Mutational analysis of the minimal sequence requirements for IMC association of PfISP1. AB. Expression of the first 11 (11PfSP1-GFP, A) or 10 (10PfISP1-GFP, B) amino acids are sufficient to direct GFP to the IMC (A1-B1). C. Substitutionof D11 with lysine (11PfISP1D11K-GFP, C) abolishes IMC targeting (C1) and leads to peripheral localization. The zoom highlights its additional association with the food vacuole membrane consistent with plasma membrane association. C2. Co-localization with the IMC marker GAPM2. Nascent IMC (anti-GAPM2, red) is clearly distinguishable from the peripheral associated 11PfISP1D11K-GFP in early stages (T1) and congruent in late stages (T3). Wetzel J, Herrmann S, Swapna LS, Prusty D, Peter AT, Kono M, Saini S, Nellimarla S, Wong TW, Wilcke L, Ramsay O, Cabrera A, Biller L, Heincke D, Mossman K, Spielmann T, Ungermann C, Parkinson J, Gilberger TW. The role of palmitoylation for protein recruitment to the inner membrane complex of the malaria parasite. J Biol Chem. 2014 Nov 25.

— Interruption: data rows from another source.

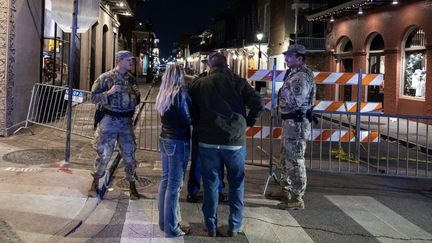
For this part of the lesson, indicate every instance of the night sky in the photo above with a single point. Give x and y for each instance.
(171, 18)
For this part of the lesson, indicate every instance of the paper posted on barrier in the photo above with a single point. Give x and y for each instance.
(77, 96)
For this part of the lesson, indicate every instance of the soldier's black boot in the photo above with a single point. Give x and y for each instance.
(133, 193)
(275, 195)
(93, 191)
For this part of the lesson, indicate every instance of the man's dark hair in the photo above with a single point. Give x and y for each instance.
(216, 59)
(303, 56)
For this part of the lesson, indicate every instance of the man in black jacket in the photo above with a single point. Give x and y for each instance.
(219, 101)
(194, 181)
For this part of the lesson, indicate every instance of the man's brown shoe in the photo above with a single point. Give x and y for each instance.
(293, 203)
(276, 195)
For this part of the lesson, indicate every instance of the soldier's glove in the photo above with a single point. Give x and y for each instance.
(311, 117)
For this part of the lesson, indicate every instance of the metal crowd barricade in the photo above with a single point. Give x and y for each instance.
(48, 107)
(149, 126)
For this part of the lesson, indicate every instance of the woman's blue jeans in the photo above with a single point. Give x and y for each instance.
(175, 156)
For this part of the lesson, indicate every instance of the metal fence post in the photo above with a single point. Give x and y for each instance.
(272, 118)
(358, 132)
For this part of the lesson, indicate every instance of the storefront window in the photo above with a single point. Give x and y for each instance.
(375, 93)
(415, 65)
(55, 51)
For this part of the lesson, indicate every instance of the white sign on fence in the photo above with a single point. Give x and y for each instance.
(77, 96)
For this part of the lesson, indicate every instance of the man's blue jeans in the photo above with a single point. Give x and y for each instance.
(175, 156)
(234, 160)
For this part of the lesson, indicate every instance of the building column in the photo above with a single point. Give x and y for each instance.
(7, 60)
(392, 80)
(359, 62)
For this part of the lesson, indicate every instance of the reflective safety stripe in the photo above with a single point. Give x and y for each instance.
(320, 77)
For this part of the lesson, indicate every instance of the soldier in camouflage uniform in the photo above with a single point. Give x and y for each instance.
(295, 100)
(117, 94)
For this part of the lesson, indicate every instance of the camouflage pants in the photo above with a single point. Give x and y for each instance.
(110, 131)
(292, 163)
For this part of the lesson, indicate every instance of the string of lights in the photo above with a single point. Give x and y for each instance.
(352, 7)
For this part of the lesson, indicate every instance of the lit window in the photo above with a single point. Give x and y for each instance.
(414, 77)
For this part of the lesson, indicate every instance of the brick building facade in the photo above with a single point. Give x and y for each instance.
(393, 39)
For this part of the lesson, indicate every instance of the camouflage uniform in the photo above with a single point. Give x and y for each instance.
(297, 93)
(114, 129)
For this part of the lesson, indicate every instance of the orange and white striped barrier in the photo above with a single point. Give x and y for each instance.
(347, 106)
(342, 106)
(317, 134)
(320, 77)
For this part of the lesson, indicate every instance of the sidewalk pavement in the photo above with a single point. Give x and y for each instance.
(40, 196)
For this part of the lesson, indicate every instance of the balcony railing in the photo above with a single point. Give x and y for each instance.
(312, 43)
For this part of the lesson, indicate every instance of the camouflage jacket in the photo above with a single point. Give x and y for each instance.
(123, 101)
(298, 91)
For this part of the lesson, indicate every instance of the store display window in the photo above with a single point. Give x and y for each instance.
(55, 51)
(414, 76)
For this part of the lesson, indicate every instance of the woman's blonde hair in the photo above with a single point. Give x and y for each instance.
(172, 83)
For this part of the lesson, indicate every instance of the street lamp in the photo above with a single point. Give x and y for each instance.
(259, 84)
(259, 37)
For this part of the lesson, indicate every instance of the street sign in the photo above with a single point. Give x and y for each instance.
(61, 12)
(77, 96)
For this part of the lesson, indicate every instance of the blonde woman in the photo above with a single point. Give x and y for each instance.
(173, 103)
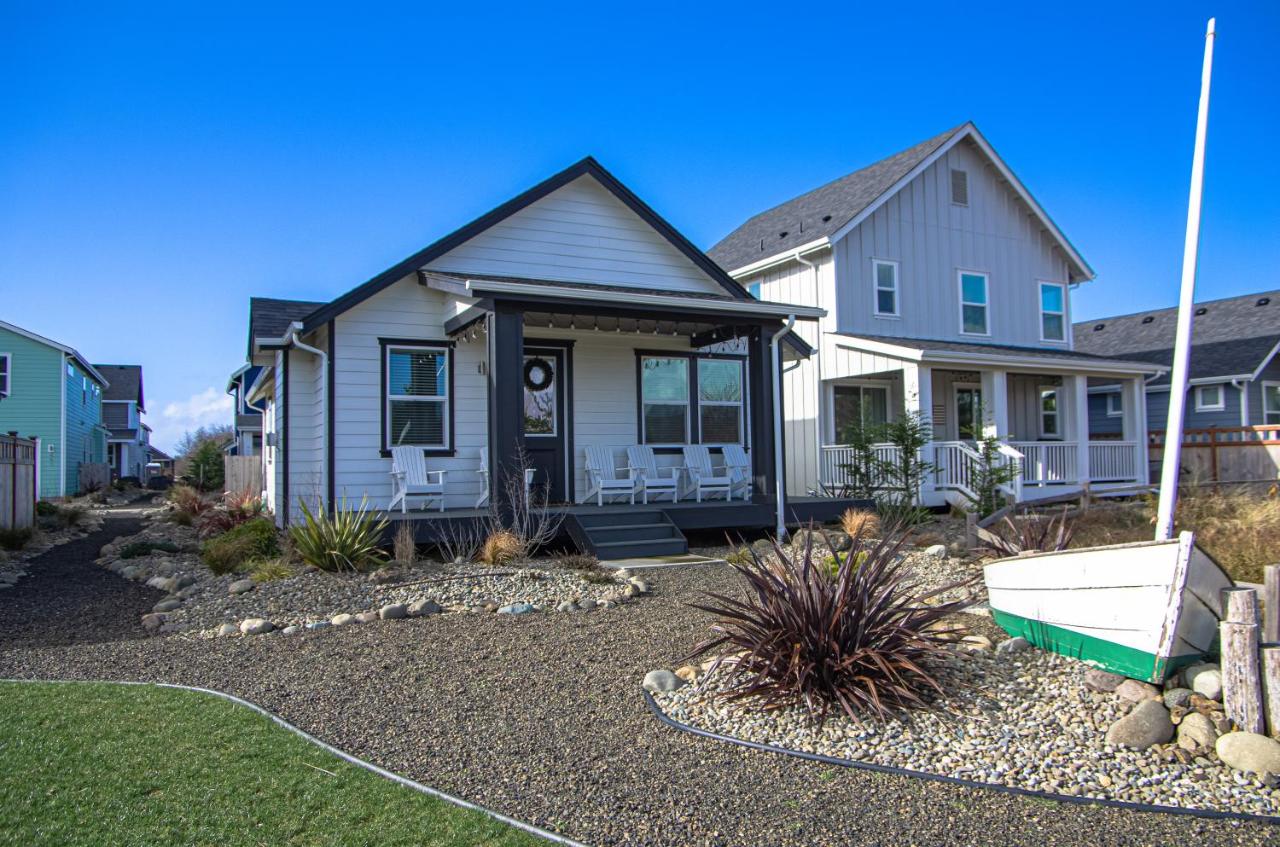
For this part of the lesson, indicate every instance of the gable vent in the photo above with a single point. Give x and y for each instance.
(959, 187)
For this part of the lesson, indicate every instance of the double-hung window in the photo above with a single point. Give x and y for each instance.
(416, 397)
(1052, 312)
(1208, 398)
(664, 399)
(720, 401)
(885, 274)
(1050, 421)
(1271, 403)
(973, 303)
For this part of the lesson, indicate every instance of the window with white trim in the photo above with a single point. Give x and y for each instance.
(664, 399)
(1271, 403)
(973, 303)
(416, 395)
(885, 274)
(1052, 312)
(1210, 398)
(1050, 413)
(720, 401)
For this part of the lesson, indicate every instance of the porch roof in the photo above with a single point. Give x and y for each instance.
(927, 349)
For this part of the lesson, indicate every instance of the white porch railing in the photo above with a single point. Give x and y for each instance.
(1112, 461)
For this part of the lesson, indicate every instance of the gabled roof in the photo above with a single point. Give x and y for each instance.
(826, 214)
(69, 351)
(126, 383)
(327, 311)
(270, 317)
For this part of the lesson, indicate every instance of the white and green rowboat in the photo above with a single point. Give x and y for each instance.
(1141, 609)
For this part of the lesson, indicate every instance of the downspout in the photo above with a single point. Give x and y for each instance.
(778, 482)
(1243, 388)
(291, 338)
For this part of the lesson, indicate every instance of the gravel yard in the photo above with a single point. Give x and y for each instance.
(542, 717)
(1020, 719)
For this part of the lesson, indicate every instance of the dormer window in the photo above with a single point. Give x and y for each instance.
(959, 187)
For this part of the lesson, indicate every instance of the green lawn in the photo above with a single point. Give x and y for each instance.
(101, 764)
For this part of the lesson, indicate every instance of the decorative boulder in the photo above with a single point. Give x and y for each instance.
(1196, 731)
(1147, 724)
(658, 681)
(1249, 751)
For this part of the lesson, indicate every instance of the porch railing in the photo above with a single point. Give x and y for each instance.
(1112, 461)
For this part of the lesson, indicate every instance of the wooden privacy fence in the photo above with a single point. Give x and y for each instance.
(242, 474)
(1225, 453)
(17, 481)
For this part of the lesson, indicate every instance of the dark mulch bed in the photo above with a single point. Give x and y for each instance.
(67, 599)
(542, 717)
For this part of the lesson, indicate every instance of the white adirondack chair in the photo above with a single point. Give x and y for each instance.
(410, 477)
(703, 477)
(644, 466)
(602, 477)
(484, 479)
(739, 467)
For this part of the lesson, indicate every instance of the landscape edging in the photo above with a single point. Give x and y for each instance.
(955, 781)
(346, 756)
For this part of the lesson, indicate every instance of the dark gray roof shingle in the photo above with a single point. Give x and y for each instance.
(269, 317)
(821, 211)
(126, 383)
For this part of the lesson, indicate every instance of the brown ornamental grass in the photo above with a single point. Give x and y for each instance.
(858, 642)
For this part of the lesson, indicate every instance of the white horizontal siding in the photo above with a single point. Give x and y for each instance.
(577, 233)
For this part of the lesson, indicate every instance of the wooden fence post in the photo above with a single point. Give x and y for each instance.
(1242, 686)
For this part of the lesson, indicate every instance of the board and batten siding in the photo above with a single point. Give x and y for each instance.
(405, 310)
(577, 233)
(932, 239)
(801, 389)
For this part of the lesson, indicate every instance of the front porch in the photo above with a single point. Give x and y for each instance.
(1040, 417)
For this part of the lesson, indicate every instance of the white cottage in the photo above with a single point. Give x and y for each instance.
(567, 324)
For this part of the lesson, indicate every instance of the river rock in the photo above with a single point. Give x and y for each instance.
(1196, 731)
(1147, 724)
(1098, 680)
(1249, 751)
(658, 681)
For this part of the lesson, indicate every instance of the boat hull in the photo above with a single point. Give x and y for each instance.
(1142, 610)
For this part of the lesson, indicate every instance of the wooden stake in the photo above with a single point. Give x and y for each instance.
(1271, 604)
(1271, 687)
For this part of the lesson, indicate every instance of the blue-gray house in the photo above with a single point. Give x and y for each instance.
(1234, 371)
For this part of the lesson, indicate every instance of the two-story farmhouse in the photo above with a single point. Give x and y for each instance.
(947, 293)
(128, 444)
(1234, 371)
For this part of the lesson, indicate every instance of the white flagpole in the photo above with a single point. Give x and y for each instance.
(1185, 306)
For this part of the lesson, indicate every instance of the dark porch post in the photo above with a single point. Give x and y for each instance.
(506, 397)
(760, 389)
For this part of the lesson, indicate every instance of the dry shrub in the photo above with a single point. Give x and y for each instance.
(858, 644)
(859, 523)
(502, 546)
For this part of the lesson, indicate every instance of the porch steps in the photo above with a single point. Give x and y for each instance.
(627, 535)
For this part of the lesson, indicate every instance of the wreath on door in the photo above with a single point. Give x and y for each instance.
(538, 374)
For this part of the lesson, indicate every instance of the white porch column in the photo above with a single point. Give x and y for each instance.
(1078, 422)
(918, 397)
(995, 401)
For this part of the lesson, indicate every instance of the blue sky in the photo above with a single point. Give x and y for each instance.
(159, 166)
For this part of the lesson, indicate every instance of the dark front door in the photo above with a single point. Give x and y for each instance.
(545, 376)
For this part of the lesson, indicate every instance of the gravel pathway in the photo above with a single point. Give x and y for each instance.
(542, 718)
(67, 599)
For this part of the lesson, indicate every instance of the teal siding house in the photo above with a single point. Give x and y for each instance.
(50, 392)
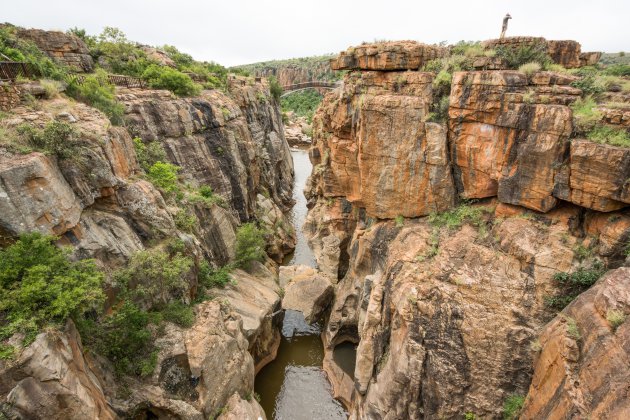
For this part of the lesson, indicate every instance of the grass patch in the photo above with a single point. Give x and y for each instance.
(455, 218)
(609, 135)
(615, 318)
(512, 407)
(573, 284)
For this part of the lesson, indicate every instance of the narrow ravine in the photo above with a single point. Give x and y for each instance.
(294, 385)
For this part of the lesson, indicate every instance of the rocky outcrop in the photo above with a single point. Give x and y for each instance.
(62, 47)
(446, 318)
(51, 379)
(373, 138)
(565, 53)
(388, 55)
(306, 291)
(581, 369)
(98, 201)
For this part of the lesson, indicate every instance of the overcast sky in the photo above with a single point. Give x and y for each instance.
(235, 32)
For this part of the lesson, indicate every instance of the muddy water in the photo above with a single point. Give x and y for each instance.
(294, 386)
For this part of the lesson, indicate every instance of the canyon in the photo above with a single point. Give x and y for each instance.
(430, 250)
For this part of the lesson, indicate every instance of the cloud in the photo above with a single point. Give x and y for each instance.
(245, 31)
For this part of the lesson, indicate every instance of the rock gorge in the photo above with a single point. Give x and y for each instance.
(453, 321)
(438, 241)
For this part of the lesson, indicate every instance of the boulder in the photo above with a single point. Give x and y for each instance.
(388, 55)
(307, 291)
(581, 369)
(51, 379)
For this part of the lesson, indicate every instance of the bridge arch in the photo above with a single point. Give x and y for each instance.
(289, 89)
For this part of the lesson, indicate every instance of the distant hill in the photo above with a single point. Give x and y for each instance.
(294, 70)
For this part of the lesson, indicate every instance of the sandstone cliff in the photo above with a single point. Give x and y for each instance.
(101, 203)
(446, 309)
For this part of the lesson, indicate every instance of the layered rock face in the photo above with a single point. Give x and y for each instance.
(581, 369)
(99, 203)
(446, 319)
(396, 55)
(65, 48)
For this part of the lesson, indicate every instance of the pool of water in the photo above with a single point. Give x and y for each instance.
(294, 385)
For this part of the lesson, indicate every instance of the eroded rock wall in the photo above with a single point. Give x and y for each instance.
(101, 204)
(446, 320)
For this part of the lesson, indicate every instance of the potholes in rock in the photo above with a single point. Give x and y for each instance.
(177, 380)
(345, 356)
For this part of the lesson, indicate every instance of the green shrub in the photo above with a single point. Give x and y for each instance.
(573, 284)
(97, 91)
(164, 176)
(40, 285)
(206, 196)
(609, 135)
(153, 277)
(516, 57)
(572, 329)
(590, 84)
(303, 103)
(250, 244)
(453, 219)
(275, 88)
(162, 77)
(179, 313)
(148, 153)
(26, 51)
(185, 221)
(512, 407)
(529, 68)
(124, 338)
(7, 351)
(585, 114)
(615, 318)
(56, 138)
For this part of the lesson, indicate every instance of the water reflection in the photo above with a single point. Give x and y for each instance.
(294, 385)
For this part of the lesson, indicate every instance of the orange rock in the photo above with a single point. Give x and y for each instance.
(585, 375)
(397, 55)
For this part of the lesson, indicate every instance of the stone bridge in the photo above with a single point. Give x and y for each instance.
(310, 85)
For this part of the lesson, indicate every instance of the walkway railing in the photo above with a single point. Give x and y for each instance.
(118, 80)
(11, 70)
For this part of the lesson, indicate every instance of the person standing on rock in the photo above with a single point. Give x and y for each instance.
(504, 28)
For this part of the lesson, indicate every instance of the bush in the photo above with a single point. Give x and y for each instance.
(148, 153)
(275, 88)
(124, 338)
(530, 68)
(40, 285)
(162, 77)
(154, 277)
(573, 284)
(21, 50)
(57, 138)
(452, 219)
(516, 57)
(164, 176)
(512, 407)
(609, 135)
(250, 244)
(97, 91)
(179, 314)
(585, 114)
(303, 103)
(185, 221)
(590, 84)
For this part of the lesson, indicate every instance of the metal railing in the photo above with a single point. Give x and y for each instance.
(11, 70)
(118, 80)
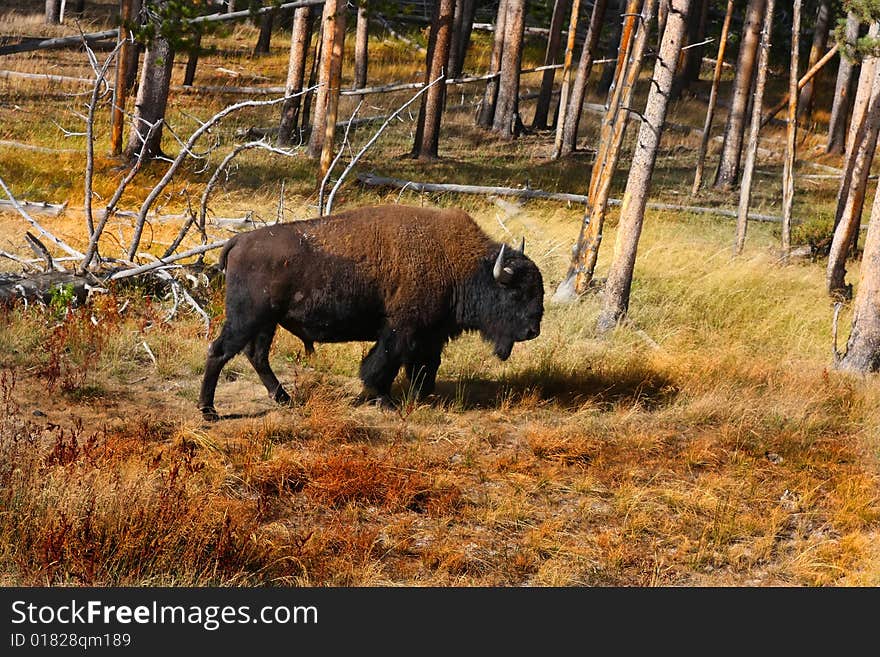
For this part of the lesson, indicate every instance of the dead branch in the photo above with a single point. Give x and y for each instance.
(169, 174)
(370, 179)
(373, 139)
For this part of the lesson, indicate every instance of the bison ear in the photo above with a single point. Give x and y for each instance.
(501, 273)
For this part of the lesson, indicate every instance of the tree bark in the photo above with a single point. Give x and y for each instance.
(615, 298)
(300, 38)
(117, 111)
(745, 192)
(329, 19)
(507, 121)
(586, 251)
(551, 56)
(862, 354)
(361, 40)
(490, 96)
(820, 39)
(582, 77)
(713, 99)
(842, 102)
(791, 132)
(53, 12)
(689, 70)
(851, 196)
(426, 144)
(566, 80)
(731, 149)
(152, 99)
(267, 22)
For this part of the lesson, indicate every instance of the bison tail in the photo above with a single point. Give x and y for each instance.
(225, 252)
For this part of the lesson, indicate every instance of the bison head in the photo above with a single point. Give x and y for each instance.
(510, 301)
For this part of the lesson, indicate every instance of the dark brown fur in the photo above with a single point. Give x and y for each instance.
(409, 278)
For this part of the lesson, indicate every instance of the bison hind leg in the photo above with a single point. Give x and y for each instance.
(257, 351)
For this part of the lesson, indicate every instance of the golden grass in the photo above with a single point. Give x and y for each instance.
(710, 442)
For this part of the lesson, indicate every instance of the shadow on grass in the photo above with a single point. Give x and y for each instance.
(568, 390)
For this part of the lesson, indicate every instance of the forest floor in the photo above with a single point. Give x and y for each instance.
(709, 442)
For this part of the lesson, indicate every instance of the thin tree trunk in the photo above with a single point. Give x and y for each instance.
(334, 86)
(300, 38)
(791, 132)
(152, 99)
(507, 121)
(616, 119)
(731, 149)
(615, 298)
(579, 87)
(192, 61)
(53, 12)
(561, 117)
(469, 8)
(490, 96)
(842, 90)
(328, 33)
(428, 132)
(609, 70)
(820, 38)
(851, 197)
(267, 22)
(713, 100)
(689, 71)
(551, 56)
(117, 112)
(361, 41)
(745, 192)
(862, 354)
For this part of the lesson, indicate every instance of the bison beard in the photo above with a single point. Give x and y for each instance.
(409, 278)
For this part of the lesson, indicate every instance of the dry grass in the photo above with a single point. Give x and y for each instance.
(709, 443)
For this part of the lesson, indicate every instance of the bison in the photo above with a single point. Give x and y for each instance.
(408, 278)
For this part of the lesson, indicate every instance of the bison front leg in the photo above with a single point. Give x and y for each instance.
(380, 366)
(257, 351)
(421, 367)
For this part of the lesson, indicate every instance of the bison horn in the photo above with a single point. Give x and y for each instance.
(499, 261)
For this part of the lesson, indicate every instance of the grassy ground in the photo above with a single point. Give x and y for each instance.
(709, 443)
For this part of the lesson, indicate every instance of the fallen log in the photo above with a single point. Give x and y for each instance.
(526, 192)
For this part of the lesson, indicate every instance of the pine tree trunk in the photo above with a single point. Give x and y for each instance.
(851, 196)
(862, 353)
(490, 97)
(609, 69)
(551, 56)
(842, 91)
(745, 192)
(731, 149)
(152, 99)
(582, 77)
(361, 40)
(713, 100)
(461, 36)
(689, 72)
(614, 123)
(53, 12)
(329, 19)
(820, 39)
(300, 38)
(427, 140)
(507, 120)
(615, 298)
(267, 21)
(791, 132)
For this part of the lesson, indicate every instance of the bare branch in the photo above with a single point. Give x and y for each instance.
(373, 139)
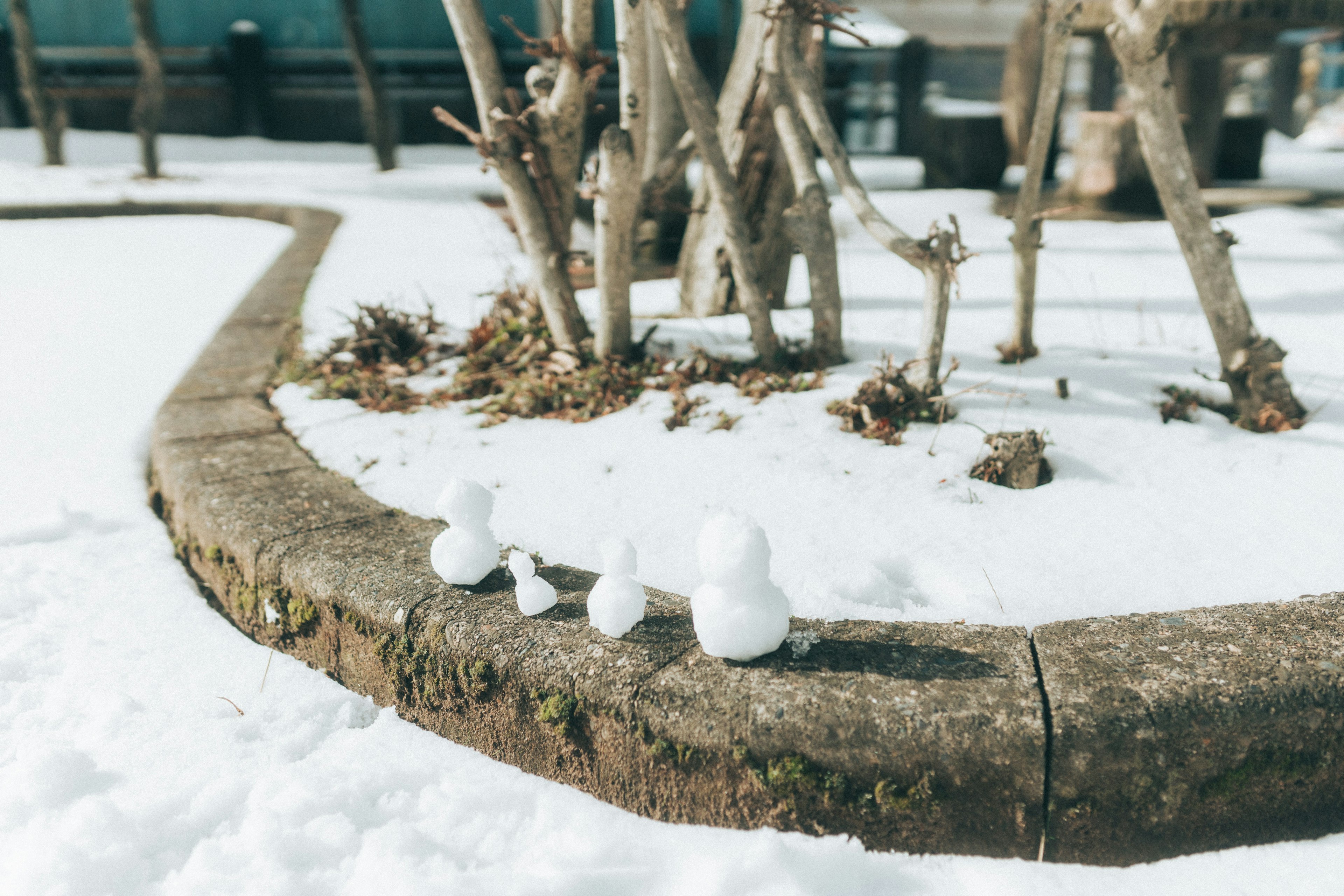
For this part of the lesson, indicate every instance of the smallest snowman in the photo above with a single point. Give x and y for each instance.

Mutational analysis of the minimal sequence requirements for IMC association of PfISP3. E. Substitution of D10 with a positively charged lysine re-directs the GFP-fusion protein to the periphery of the nascent merozoites. The zoom highlights the additional association with the food vacuole membrane characteristic for plasma membrane proteins (E1). Co-localization with the IMC marker GAPM2. Nascent IMC (anti-GAPM2, red) is clearly distinguishable from the peripheral associated 10PfISP3D10K-GFP in early stages (T1) and congruent in late stages (T3). Wetzel J, Herrmann S, Swapna LS, Prusty D, Peter AT, Kono M, Saini S, Nellimarla S, Wong TW, Wilcke L, Ramsay O, Cabrera A, Biller L, Heincke D, Mossman K, Spielmann T, Ungermann C, Parkinson J, Gilberger TW. The role of palmitoylation for protein recruitment to the inner membrane complex of the malaria parasite. J Biol Chem. 2014 Nov 25. PMID:

Colocalization of BTP1 with ALV5 and GAPM2 during inner membrane complex (IMC) biogenesis. (A) Colocalization of BTP1–GFP with ALV5–mCherry (red) in unfixed parasites. The initial ring structure marked by BTP1–GFP precedes the appearance of Alveolin 5 (ALV5) (T1). The emerging Alveolin-5-defined ring is associated but distinct from that marked by BTP1 (T2). During IMC expansion, BTP1 remains rim associated (T3) and, at the end of daughter cell formation, is concentrated at the basal end with ALV5 equally distributed within the IMC (T4). (C) Colocalization of BTP1–GFP with GAPM2 (red) in fixed parasites. Both proteins appeared at about the same time, marking the onset of IMC biogenesis (T1). GAPM2 stains small ring–shaped formations that are encircled by BTP1–GFP (T2). With elongation and propagation of the IMC from the apical towards the basal end of the forming daughter cell, GAPM2 is equally distributed within the forming IMC, but BTP1 is only present at the rim of the nascent IMC (T3) and, at the end of schizogony, is concentrated at the basal pole of the daughter cell (T4). Nuclei were stained with DAPI (blue). Enlargement of selected areas are marked with a white square and referred to as ‘zoom’ (a fourfold magnification). The bottom row shows a schematic representation of the spatio-temporal distribution of BTP1 and GAPM2. Kono M, Heincke D, Wilcke L, Wong TW, Bruns C, Herrmann S, Spielmann T, Gilberger TW. Pellicle formation in the malaria parasite. J Cell Sci. 2016 129(4):673-80.